Terdapat beberapa versi bacaan (qiraah) kata jibrīl (جبريل). Menurut Nāfi‘, Ibnu ‘Āmir, Abū ‘Amr, Ḥafs dari ‘Āṣim, Abū Ja‘far, dan Ya‘qūb, kata ini dibaca jibrīl (jim dan ra’ berharakat kasrah) sesuai dengan dialek penduduk Hijaz, seperti kata qiṭmīr (قِطْمِيْر). Menurut qiraah Ibnu Kaṡīr, kata جبريل dibaca dengan jim berharakat fathah sehingga dibaca jabrīl (جَبْرِيْل). Al-Farrā’ dan an-Nuḥās, sebagaimana dikutip Ibnu ‘Āsyūr, mengatakan bahwa bacaan seperti ini tidak dikenal dalam bahasa Arab dan tidak ada timbangannya. Bacaan lainnya adalah dengan memfathahkan jim dan ra. Di antara huruf ra dan ya terdapat hamzah berharakat kasrah sehingga dibaca jabra’īl (جَبْرَئِيْل). Ini adalah qiraah Imam Ḥamzah, al-Kisā’ī, dan Khalaf serta sesuai dengan dialek Tamim, Qais, dan sebagian penduduk Hijaz. Di samping itu, ada juga yang membacanya dengan memfathahkan jim dan ra serta antara ra dan lam terdapat hamzah berharakat kasrah sehingga jabra’il (جَبْرَئِل) tanpa ada ya mati sebelum huruf lam.
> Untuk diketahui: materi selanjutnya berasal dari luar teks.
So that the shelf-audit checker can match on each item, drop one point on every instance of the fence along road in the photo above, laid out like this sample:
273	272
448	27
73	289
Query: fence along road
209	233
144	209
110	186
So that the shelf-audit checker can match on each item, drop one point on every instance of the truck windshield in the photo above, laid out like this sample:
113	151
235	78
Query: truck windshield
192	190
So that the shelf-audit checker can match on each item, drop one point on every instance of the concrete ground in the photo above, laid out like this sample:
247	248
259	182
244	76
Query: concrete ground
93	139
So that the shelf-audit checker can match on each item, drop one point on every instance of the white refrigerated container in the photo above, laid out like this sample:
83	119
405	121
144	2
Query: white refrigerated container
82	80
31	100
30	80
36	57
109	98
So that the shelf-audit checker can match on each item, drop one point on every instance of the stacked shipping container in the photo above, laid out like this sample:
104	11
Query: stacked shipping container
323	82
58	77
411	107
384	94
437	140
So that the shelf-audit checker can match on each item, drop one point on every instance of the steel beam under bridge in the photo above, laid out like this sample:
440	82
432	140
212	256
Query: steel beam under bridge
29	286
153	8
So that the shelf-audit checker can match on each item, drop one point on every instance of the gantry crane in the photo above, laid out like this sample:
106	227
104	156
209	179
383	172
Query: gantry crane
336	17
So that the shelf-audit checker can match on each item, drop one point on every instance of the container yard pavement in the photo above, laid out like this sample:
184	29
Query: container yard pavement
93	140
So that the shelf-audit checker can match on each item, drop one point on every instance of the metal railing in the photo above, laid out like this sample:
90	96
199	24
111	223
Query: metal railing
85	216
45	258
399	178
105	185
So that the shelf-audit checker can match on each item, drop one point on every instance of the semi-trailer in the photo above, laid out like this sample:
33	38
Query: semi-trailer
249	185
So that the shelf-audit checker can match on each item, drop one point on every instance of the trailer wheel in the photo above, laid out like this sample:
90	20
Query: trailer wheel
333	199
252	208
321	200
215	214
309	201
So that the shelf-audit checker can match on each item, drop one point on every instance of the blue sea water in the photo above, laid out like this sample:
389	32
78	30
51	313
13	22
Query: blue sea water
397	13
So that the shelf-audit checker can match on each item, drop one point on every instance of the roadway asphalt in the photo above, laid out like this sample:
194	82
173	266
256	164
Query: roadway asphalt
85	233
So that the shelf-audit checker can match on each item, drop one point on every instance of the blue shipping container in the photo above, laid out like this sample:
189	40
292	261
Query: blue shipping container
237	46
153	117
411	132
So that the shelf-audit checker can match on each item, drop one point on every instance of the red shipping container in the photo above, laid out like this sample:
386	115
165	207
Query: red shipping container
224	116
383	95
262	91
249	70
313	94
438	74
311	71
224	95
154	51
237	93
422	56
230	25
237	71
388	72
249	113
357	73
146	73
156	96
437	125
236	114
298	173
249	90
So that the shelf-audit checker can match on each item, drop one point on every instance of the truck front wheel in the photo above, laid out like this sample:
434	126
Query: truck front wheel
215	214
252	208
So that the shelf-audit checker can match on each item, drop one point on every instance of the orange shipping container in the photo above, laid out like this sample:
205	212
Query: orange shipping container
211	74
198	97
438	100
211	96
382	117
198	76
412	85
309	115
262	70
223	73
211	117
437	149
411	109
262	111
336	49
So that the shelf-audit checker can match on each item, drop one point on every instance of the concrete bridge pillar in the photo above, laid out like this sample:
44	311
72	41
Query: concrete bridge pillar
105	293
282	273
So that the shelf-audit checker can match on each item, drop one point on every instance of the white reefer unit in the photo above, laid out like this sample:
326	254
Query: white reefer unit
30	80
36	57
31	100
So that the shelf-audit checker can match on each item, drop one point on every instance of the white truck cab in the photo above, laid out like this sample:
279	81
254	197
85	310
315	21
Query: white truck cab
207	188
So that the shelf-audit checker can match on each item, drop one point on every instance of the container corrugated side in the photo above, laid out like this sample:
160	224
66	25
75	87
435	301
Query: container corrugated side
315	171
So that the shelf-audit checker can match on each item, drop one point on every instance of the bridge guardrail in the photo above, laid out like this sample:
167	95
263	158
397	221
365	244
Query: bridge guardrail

Bacaan ini adalah menurut riwayat Syu’bah dari ‘‘Āṣim. Selain itu, masih terdapat beberapa bacaan lain namun tergolong pada bacaan syāż.
Dalam Al-Qur’an, kata jibrīl terulang sebanyak 3 kali, yaitu dalam surah al-Baqarah/2 ayat 97 dan 98 serta at-Tahrim/66 ayat 4. Selain itu, terdapat istilah lain yang digunakan Al-Qur’an yang merujuk kepada Malaikat Jibril, yaitu ar-rūḥ (Maryam/19: 17; al-Ma‘ārij/70: 4; al-Qadr/94: 4), ar-rūḥ al-amīn (asy-Syu‘arā’/26: 193), rasūl karīm (at-Takwīr/81: 19), rūh al-qudus (al-Baqarah/2: 87, 253; al-Mā’idah/5: 110; an-Naḥl/16: 102), dan syadīd al-quwā (an-Najm/53: 5).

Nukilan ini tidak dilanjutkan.